What knee bone marrow lesions signal about OA

What knee bone marrow lesions signal about OA

What a bone marrow lesion actually is

If your MRI report mentions a bone marrow lesion, the phrase can feel alarming — especially when you were expecting news about your cartilage. The two findings are related but distinct, and understanding the difference matters for how your knee pain is assessed and managed.

A bone marrow lesion (BML) is not damage to the smooth cartilage lining the joint surface. It sits deeper — in the subchondral bone, the dense layer of bone immediately beneath the cartilage. On an MRI scan, a BML appears as a bright area of signal within that bone, reflecting a localised zone of microfracture, low-grade inflammation, and fluid-like change (often called bone oedema). Think of it as an area where the bone structure has been disrupted and is showing signs of stress.

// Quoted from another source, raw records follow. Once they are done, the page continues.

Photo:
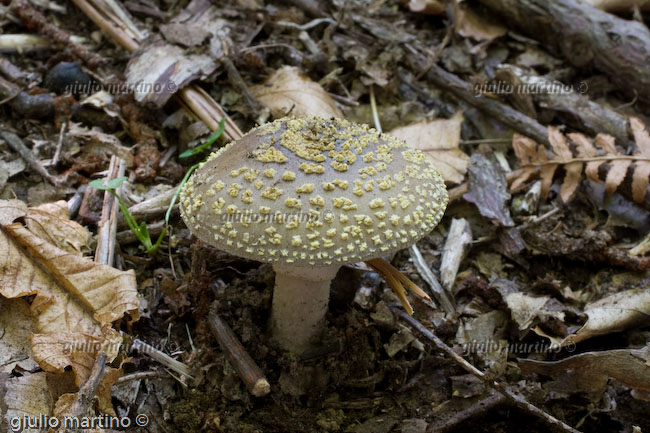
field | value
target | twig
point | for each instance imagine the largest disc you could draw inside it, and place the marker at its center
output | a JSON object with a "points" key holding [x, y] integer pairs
{"points": [[86, 394], [262, 112], [140, 375], [500, 111], [34, 20], [517, 400], [586, 36], [591, 116], [162, 358], [246, 368], [458, 243], [106, 240], [428, 276], [373, 107], [17, 144], [74, 203], [59, 143], [480, 407], [192, 97]]}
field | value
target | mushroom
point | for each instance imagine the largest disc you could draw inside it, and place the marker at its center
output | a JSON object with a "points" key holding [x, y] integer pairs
{"points": [[308, 195]]}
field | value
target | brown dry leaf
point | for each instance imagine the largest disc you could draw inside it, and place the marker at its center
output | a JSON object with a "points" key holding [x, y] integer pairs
{"points": [[429, 7], [10, 210], [439, 140], [618, 166], [573, 170], [641, 175], [26, 395], [614, 313], [16, 326], [480, 28], [589, 372], [65, 402], [288, 91], [50, 222], [76, 299], [95, 141]]}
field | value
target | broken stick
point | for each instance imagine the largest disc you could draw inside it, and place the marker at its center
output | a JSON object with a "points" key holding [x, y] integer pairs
{"points": [[246, 368]]}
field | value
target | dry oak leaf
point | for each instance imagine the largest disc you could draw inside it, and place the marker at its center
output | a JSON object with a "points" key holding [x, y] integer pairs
{"points": [[614, 313], [15, 326], [589, 372], [76, 299], [590, 157], [289, 92], [439, 140]]}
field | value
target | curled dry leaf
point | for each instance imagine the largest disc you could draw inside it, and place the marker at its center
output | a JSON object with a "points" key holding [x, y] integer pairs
{"points": [[65, 402], [290, 92], [589, 372], [439, 140], [76, 299], [50, 222], [591, 156], [614, 313]]}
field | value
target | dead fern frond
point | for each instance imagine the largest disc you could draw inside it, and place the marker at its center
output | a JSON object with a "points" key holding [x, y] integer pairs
{"points": [[591, 156]]}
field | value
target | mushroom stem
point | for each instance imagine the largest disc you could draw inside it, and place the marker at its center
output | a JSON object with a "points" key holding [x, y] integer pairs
{"points": [[300, 300]]}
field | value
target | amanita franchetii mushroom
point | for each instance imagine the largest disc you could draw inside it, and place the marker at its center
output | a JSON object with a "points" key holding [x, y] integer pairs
{"points": [[308, 195]]}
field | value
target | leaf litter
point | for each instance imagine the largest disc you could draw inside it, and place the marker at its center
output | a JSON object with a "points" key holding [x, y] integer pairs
{"points": [[569, 304]]}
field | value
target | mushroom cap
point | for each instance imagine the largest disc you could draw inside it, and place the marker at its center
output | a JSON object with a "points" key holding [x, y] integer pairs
{"points": [[312, 191]]}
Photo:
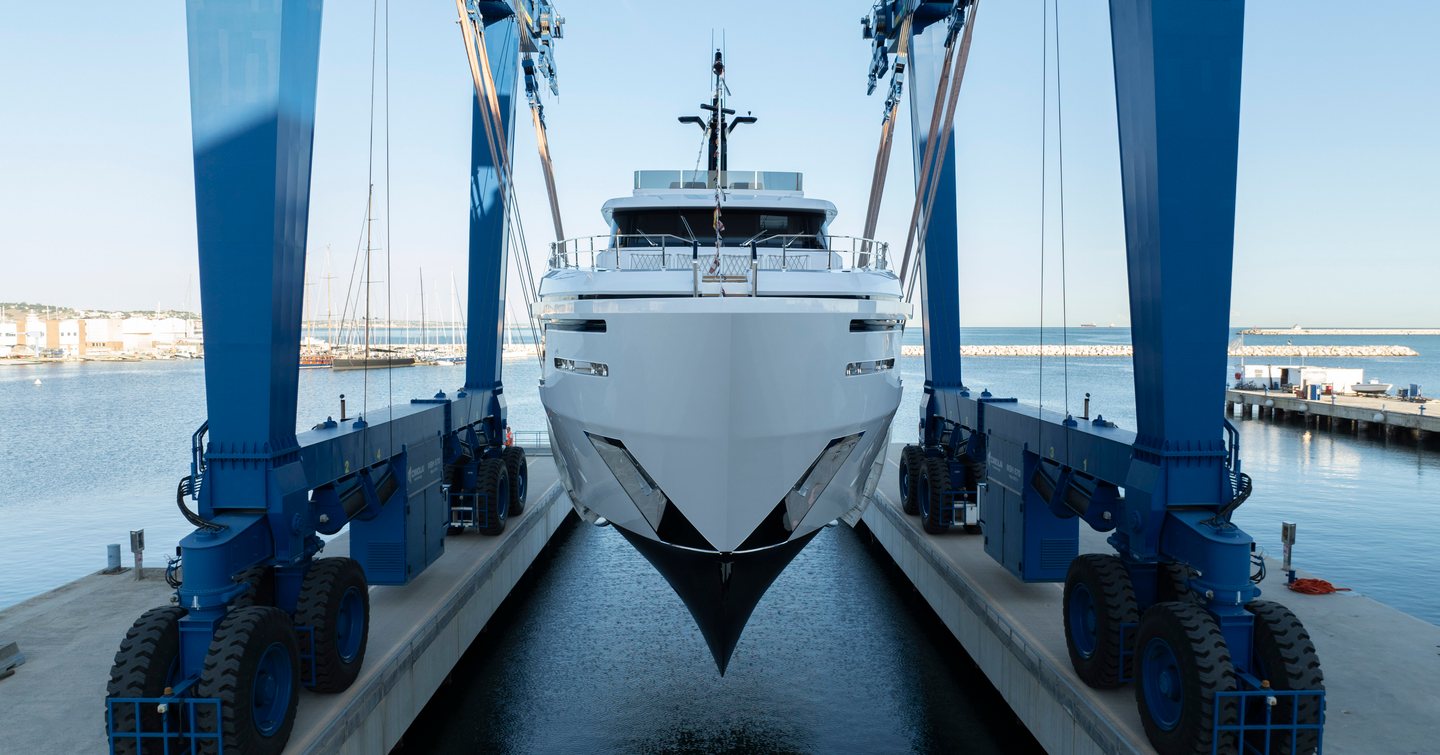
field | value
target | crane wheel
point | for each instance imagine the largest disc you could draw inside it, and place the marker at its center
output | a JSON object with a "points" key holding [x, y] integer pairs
{"points": [[252, 667], [334, 602], [519, 471], [912, 460], [935, 494], [1098, 600], [494, 492], [147, 662], [1181, 663], [1285, 656]]}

That distinction has a direct bearing on pain. Articular cartilage contains no nerves and no blood vessels, so cartilage damage itself cannot generate pain directly. Subchondral bone, by contrast, is richly innervated. When a BML develops, the affected bone tissue can produce its own pain signal — one that is sometimes disproportionately intense relative to what the cartilage images show.

BMLs are more common than many patients realise. They are found in up to 66% of people with symptomatic arthritic knees, so a positive finding is a familiar clinical observation rather than an unusual or alarming one. Equally, an MRI BML is a finding, not a self-contained diagnosis — its clinical significance depends on where it sits in the joint, how large it is, and whether it corresponds to the location of the patient's symptoms.

Why BMLs cause pain out of proportion to cartilage wear

Several mechanisms converge in a BML zone to produce pain that can feel completely out of step with what a cartilage scan shows. Because the bone beneath the cartilage is densely wired with sensory nerve fibres, the inflammation, raised intraosseous pressure, and tiny microfractures concentrated within a BML all feed directly into the pain pathway — without any cartilage wear being required. Within an active lesion, new perivascular sensory nerve fibres grow into the affected tissue, amplifying the signal further and generating the deep, aching quality that patients often describe as coming from inside the joint rather than the surface.

The clinical upshot is that two patients with broadly similar cartilage scans can have very different pain experiences depending on whether BMLs are present. In knee OA populations, people who have BMLs are two to five times more likely to report knee pain than those without — a gap too large to attribute to coincidence.

Crucially, BMLs are not fixed scars. Lesion volume can expand and contract over time, and that fluctuation has a measurable effect on symptoms. Data from the Osteoarthritis Initiative, drawn from 1,412 knees with varus alignment, showed that changes in BML score over 24 months tracked closely with corresponding changes in weight-bearing pain severity: as lesion volume grew, pain tended to worsen; as it shrank, pain tended to ease.

That bidirectionality reframes BMLs as an active target rather than a passive imaging finding. It raises the possibility that treatments aimed at reducing lesion volume may translate into meaningful pain relief — something standard cartilage-surface injections are not designed to achieve.

Free non-medical discussion

Not sure what to do next?

Book a Discovery Call

Information only · No medical advice or diagnosis.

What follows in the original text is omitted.